Hô Chi Minh rentre au Vietnam durant la Seconde Guerre mondiale, fonde le Viet-Minh et proclame l’indépendance de son pays en 1945. Un geste d’une portée mondiale : il est le premier à refuser, en joignant le geste à la parole, la domination coloniale. Durant un peu plus d’un an, la France de la IVe République hésite entre répression et acceptation. Hô Chi Minh vient en France, de façon officielle, et rencontre toutes les forces politiques afin de prouver qu’il ne souhaite pas l’escalade et espère la paix. C’est à cette occasion qu’il rencontre Léo Figuères. On oublie aujourd’hui à quel point les Vietnamiens commencent alors leur lutte dans un isolement total. Le monde communiste, et en particulier l’URSS, méprise totalement Hô Chi Minh — la Russie soviétique ne reconnaîtra son gouvernement qu’en janvier 1950. C’est, semble-t-il, en novembre 1949 que Léo Figuères dit avoir reçu une invitation pour se rendre au Vietnam afin d’assister au Congrès des jeunesses communistes. Il s’y rend, sous l’impulsion du PCF, et son voyage dure un mois : il rejoint Pragues, puis Moscou, puis Pékin par le Transsibérien, traverse la Chine révolutionnaire et arrive enfin au Vietnam.

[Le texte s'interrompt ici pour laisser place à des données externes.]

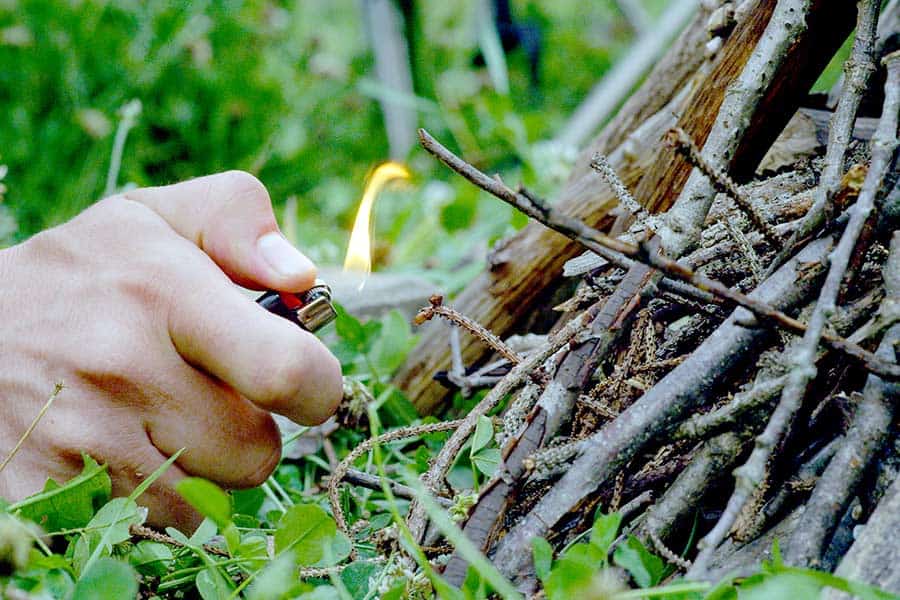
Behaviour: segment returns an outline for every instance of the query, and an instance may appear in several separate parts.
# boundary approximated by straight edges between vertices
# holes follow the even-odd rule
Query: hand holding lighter
[[[284,317],[309,332],[321,329],[337,317],[331,303],[331,288],[316,279],[316,283],[299,294],[268,291],[256,302],[271,313]]]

On lui demande de quelle façon il va se déplacer, sachant qu’il n’y a ni routes, ni pistes, et lui propose la marche ou le cheval — il répond qu’il n’est jamais monté sur un cheval ; on lui rétorque qu’il va apprendre ! Par fierté, il fait son maximum pour tenir dessus… Il va vivre comme les Vietnamiens (un bol de riz par jour, un peu de nuoc-mâm — une sauce à base de poisson fermenté dans une saumure — et parfois de la viande).
« On oublie aujourd’hui à quel point les Vietnamiens commencent alors leur lutte dans un isolement total. Le monde communiste, et en particulier l’URSS, méprise totalement Hô Chi Minh. »

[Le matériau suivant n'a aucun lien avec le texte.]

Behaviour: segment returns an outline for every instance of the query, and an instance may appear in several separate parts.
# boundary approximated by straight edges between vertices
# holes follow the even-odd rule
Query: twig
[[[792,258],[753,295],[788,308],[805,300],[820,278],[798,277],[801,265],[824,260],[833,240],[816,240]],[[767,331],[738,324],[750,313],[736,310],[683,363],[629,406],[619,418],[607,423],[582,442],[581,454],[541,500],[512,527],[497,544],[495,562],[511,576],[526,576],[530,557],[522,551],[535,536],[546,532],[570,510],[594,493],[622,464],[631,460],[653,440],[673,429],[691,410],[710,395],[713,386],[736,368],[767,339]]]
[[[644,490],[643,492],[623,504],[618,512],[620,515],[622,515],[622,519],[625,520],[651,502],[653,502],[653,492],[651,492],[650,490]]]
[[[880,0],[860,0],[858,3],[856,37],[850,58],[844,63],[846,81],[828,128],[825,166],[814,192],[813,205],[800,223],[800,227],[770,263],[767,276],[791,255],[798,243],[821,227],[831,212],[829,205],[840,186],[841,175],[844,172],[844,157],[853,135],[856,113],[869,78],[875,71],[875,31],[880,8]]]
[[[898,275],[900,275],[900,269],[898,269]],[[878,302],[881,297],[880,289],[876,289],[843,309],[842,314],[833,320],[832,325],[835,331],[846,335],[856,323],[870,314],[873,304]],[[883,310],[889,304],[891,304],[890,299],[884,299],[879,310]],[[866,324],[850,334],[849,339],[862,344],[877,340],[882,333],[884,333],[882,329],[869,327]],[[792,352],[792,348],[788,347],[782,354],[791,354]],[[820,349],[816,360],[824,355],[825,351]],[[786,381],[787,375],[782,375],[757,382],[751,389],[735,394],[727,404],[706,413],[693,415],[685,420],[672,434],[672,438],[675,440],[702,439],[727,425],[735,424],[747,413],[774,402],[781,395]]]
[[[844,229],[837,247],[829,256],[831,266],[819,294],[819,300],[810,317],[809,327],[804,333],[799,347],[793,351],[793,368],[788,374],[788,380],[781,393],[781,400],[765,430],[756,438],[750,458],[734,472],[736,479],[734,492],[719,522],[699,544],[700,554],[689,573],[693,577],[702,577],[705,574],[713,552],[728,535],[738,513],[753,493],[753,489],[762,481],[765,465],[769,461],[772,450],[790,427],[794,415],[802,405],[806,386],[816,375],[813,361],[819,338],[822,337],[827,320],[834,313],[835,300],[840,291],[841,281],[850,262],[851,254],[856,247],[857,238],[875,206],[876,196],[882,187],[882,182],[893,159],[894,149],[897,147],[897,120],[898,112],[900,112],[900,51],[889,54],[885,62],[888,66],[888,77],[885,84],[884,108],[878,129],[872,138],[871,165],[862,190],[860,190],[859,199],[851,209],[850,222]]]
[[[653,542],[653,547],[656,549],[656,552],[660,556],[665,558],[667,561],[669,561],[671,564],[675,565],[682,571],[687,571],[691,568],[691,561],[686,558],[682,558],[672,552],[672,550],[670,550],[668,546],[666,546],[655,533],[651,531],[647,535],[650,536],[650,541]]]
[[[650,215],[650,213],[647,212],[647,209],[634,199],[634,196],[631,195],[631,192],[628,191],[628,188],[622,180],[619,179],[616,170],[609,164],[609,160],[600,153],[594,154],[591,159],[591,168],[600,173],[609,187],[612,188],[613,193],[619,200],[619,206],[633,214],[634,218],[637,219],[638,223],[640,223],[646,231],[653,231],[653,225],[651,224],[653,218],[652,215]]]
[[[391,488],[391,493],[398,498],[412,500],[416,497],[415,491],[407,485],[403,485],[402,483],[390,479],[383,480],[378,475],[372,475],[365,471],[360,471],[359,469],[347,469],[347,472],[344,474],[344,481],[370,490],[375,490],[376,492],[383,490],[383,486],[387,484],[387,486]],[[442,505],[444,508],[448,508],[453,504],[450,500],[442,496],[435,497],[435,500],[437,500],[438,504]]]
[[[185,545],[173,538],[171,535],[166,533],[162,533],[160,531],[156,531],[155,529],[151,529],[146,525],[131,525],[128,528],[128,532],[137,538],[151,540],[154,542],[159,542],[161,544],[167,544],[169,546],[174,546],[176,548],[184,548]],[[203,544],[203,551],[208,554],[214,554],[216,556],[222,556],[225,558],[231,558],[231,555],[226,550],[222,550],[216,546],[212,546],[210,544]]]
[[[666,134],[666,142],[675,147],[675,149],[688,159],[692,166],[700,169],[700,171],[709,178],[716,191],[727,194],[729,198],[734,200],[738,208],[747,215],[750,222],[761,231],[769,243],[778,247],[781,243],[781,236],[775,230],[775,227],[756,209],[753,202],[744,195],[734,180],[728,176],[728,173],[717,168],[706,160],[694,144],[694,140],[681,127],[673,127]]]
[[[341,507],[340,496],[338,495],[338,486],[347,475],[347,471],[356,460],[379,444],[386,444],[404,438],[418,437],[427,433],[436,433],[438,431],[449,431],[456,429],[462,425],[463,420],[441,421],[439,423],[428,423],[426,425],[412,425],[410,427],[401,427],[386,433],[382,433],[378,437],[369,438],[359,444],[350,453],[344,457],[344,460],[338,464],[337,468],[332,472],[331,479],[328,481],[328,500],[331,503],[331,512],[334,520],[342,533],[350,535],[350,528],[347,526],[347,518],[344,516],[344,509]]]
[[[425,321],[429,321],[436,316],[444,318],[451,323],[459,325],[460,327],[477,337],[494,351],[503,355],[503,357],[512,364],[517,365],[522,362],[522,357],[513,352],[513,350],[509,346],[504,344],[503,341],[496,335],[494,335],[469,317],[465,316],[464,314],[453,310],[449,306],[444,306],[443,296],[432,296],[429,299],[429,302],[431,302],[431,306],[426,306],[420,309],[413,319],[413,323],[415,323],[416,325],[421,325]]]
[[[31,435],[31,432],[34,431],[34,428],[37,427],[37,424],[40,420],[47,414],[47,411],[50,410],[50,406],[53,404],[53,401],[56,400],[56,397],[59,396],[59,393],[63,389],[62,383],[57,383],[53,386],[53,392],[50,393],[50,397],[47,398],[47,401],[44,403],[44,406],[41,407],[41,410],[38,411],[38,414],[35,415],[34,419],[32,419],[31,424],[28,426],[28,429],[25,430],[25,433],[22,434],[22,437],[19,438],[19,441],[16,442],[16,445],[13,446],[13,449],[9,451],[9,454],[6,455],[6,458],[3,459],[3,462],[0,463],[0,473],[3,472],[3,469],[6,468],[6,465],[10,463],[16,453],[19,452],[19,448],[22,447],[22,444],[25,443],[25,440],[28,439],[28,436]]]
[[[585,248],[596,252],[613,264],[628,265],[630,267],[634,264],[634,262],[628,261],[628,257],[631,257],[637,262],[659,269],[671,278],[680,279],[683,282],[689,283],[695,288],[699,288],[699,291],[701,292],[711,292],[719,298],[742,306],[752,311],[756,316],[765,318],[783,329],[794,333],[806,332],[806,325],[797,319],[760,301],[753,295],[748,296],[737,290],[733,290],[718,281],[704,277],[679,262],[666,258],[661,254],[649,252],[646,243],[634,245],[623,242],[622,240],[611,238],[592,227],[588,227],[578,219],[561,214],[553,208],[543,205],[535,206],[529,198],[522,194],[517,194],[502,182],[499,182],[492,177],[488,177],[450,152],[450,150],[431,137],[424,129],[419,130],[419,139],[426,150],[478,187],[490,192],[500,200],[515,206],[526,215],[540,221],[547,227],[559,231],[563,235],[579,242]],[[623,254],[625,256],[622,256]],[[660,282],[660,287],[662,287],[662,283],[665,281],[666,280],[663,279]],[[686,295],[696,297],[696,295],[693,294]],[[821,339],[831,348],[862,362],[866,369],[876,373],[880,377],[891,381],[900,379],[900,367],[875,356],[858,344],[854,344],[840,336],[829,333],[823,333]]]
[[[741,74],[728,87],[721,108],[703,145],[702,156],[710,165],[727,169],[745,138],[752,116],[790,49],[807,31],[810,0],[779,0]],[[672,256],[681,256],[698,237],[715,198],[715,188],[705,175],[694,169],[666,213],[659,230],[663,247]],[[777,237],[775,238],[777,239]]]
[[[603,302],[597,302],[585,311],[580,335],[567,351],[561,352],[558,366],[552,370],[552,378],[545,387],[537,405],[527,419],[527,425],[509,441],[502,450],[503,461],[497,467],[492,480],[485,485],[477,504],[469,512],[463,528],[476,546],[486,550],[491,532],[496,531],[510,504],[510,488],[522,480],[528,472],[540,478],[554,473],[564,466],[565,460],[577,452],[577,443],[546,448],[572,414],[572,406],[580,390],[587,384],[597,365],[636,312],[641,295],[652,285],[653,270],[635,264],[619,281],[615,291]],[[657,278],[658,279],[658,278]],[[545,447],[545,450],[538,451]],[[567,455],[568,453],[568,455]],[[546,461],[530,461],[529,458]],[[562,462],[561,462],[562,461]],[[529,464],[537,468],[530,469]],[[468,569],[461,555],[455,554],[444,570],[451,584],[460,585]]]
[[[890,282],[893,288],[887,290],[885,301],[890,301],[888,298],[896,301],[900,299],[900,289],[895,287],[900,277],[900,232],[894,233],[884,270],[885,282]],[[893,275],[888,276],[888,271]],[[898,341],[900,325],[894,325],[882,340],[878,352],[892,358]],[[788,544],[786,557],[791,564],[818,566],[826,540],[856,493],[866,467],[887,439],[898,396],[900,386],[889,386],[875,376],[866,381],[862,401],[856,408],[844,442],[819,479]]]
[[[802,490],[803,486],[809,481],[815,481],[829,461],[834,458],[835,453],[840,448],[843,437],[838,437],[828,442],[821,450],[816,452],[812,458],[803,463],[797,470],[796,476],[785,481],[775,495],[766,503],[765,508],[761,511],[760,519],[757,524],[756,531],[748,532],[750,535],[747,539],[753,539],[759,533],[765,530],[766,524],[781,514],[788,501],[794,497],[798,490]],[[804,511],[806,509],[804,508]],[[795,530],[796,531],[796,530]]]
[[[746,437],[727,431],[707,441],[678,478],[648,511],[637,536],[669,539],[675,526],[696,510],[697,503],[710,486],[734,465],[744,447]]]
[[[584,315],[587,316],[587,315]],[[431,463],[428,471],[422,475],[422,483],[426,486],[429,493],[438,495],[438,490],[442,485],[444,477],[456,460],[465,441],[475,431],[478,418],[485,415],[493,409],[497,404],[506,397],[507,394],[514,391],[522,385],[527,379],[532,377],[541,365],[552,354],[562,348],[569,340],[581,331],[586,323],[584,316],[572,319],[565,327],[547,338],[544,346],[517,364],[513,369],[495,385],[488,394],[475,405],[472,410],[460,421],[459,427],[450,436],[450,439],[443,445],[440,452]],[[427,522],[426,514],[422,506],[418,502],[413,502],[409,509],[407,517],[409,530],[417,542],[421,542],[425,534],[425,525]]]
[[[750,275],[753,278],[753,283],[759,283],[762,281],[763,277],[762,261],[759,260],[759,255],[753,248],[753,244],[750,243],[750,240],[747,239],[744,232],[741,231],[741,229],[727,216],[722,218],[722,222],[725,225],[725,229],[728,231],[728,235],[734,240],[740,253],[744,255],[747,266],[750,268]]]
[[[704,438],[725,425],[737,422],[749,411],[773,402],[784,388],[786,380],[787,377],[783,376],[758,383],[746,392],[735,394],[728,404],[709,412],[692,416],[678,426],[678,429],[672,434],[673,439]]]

Quelles sont les causes de son voyage ? La raison publique en est bien sûr le rétablissement des liens entre les communistes et les Vietnamiens, puis la mise en place d’une « propagande » (par L’Humanité, notamment) afin de faire connaître, au peuple français, la réalité du Vietnam libre. Mais il est une cause, restée secrète, que je pose comme hypothèse (Léo Figuères ne me l’a jamais confirmée de son vivant) : la volonté de montrer aux Soviétiques, et à la direction du Kominform, qu’Hô Chi Minh ne méritait pas leur suspicion. Ce dernier avait, il est vrai, dissous le Parti communiste vietnamien en 1946 afin de le fondre dans le front Viet-Minh : cela lui avait été durement reproché et je pense qu’un procès, au sein du Kominform, se montait contre sa personne et sa stratégie. De leurs bureaux, ces gens jugeaient la lutte de ceux qui vivaient dans des maquis, en somme. Et si le PCF était, à l’évidence, aligné sur Moscou sur bien des points, il faut rappeler que Maurice Thorez a jeté son autorité dans la balance pour se porter en faux contre cette esquisse de procès. Il a ainsi dit à Figuères, après l’avoir convoqué dans son bureau, qu’il avait « une pleine confiance en Hô Chi Minh et ses camarades de combat ».
À son retour, Figuères publie ses reportages et son ouvrage Je reviens du Vietnam libre (diffusé à 200 000 exemplaires). Henri Martin est arrêté le 14 mars 1950. Il y a une convergence des protestations contre la guerre ; c’est une phase importante — d’autant que les communistes français étendent leur audience (c’est également le début du compagnonnage avec Sartre). La presse hexagonale regorge à cette époque de reportages favorables aux corps expéditionnaires. On a également oublié à quel point les journaux, dans leur immense majorité, soutenaient la guerre et l’usage du napalm. Le Parti socialiste était au pouvoir jusqu’en 1951, donc totalement impliqué. Les communistes possédaient de fait le leadership de la contestation. Son activisme vaut à Léo Figuères six années d’une sorte de semi-clandestinité. À la suite de son voyage, le PCF a également envoyé deux conseillers auprès de l’état-major d’Hô Chi Minh et de Giap. L’un est resté deux ans, l’autre s’est installé et a fondé une famille. Le premier se nomme Jean Marrane (et avait pour pseudonyme Roland), le second, André, n’a jamais voulu révéler son identité — je l’ai connu mais je suis tenu au secret.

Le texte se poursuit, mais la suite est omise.